The COVID-19 pandemic has gone on for over a year and has quite frankly made many Americans experience pandemic burnout” or “pandemic fatigue.” We are not used to wearing masks regularly, always maintaining a social distance from people, washing our hands, and sanitizing frequently. Perhaps the worst offender has been being locked inside our homes for days, usually spending most of that time in front of a screen. As the global pandemic approaches its one-year mark, it is entirely natural to feel burnout and fatigue from these precautions and restrictions,
But experts are saying that we need to be more diligent in our fight because new strains of the virus have surfaced all over the world. To better understand how this is happening, we need to first understand what is a new strain compared to a new variant.
“A strain of a virus has distinct properties and a particular immune response.
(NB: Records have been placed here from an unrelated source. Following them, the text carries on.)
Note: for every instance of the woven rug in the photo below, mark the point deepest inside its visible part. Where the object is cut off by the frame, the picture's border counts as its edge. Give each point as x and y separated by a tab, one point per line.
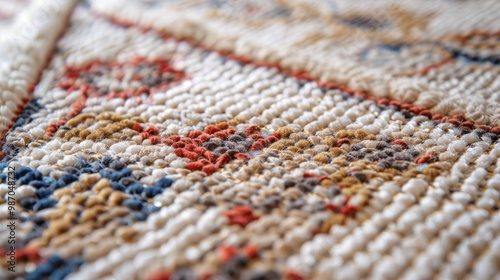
264	139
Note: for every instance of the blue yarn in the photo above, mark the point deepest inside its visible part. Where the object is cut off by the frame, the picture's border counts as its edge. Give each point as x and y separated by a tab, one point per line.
135	188
56	260
117	186
27	202
132	203
42	193
88	170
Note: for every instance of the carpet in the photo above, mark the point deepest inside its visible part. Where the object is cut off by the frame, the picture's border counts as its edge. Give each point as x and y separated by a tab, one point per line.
263	139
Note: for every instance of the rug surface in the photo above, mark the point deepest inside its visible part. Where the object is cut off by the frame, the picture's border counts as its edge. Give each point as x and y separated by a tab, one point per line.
263	139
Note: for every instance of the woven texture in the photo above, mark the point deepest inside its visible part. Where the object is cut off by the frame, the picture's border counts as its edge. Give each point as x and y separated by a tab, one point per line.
264	139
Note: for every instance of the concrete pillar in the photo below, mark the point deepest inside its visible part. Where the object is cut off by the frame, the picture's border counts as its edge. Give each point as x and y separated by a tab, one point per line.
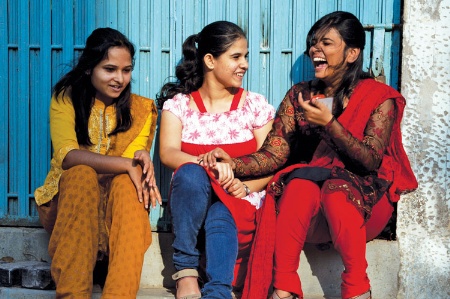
423	216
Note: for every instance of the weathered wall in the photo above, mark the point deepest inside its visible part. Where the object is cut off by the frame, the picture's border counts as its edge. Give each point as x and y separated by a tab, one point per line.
423	221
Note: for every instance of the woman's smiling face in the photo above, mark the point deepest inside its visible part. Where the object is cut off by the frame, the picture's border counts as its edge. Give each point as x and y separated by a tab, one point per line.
328	55
112	75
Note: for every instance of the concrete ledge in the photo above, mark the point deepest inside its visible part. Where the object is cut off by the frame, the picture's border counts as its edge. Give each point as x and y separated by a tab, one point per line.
320	270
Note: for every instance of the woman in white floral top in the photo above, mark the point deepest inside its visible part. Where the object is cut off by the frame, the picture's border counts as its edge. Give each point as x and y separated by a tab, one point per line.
205	108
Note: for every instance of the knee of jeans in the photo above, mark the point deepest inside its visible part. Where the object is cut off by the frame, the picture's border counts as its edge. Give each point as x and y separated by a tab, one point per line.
219	213
191	175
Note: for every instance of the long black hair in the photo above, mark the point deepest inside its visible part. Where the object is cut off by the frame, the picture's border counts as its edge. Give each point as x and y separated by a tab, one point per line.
77	82
215	39
352	33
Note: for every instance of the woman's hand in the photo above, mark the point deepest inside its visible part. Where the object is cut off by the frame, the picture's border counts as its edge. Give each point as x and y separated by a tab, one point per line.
237	189
143	176
315	112
211	158
143	158
223	173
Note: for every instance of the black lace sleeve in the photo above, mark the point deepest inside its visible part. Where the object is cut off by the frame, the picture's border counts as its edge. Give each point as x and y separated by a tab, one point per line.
275	150
364	155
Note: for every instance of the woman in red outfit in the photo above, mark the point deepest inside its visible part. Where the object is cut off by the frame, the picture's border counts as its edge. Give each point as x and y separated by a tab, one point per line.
343	168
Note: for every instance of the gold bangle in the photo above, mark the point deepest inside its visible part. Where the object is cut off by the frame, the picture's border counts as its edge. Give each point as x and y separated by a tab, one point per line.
247	190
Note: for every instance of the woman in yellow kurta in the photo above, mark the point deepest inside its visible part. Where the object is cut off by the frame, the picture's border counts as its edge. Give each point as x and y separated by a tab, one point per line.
96	197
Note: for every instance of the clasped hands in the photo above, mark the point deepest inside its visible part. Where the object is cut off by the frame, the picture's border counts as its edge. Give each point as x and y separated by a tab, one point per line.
220	163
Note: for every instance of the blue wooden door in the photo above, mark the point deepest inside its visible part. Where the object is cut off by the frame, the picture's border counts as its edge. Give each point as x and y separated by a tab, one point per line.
39	39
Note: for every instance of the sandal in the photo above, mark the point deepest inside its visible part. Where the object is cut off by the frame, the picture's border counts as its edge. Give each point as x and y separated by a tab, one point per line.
366	295
186	273
275	296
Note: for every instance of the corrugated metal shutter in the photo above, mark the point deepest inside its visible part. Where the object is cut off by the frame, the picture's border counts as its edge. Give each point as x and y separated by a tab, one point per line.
40	38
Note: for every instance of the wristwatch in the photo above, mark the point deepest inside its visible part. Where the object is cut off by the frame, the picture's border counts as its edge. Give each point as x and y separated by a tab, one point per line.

Then there’s going to be lots and lots of variants which will be, in many cases, minor accumulations of mutations and different kind of genetic lines of that strain,” Jean-Paul Soucy, a PhD student at the University of Toronto’s Dalla Lana School of Public Health, explained to CTVNews in Canada.
Soucy said a certain strain of virus is considered a variant when it has enough mutations to change a minor portion of its genetic code. He says the most recent variant found in the U.K. meets that benchmark.
The virus that causes COVID-19 is a type of coronavirus, a large family of viruses. Coronaviruses are named for the crown-like spikes on their surfaces. Scientists monitor changes in the virus, including changes to the spikes on the surface of the virus.
These studies, including genetic analyses of the virus, are helping us understand how changes to the virus might affect how it spreads and what happens to people who are infected with it.
Multiple COVID-19 variants have been found and are circulating globally. Here are the three that we know most about so far:
- In the United Kingdom (UK), a new variant called B.1.1.7 has emerged with an unusually large number of mutations. This variant spreads more easily and quickly than other variants. According to U.K. researchers, the B.1.1.7 variant is up to 70 percent more transmissible because of its ability to have 22 coding changes to the virus genome. The new variant has since been found in other countries around the world, including Canada, France, Japan, Israel, Sweden and recently the U.S. Currently, there is no evidence that it causes more severe illness or increased risk of death. This variant was first detected in September 2020 and is now highly prevalent in London and southeast England.
- In South Africa, another variant called 1.351 has emerged independently of the variant detected in the UK. This variant, originally detected in early October, shares some mutations with the variant detected in the UK. There have been cases caused by this variant outside of South Africa, but it has not been detected in the US.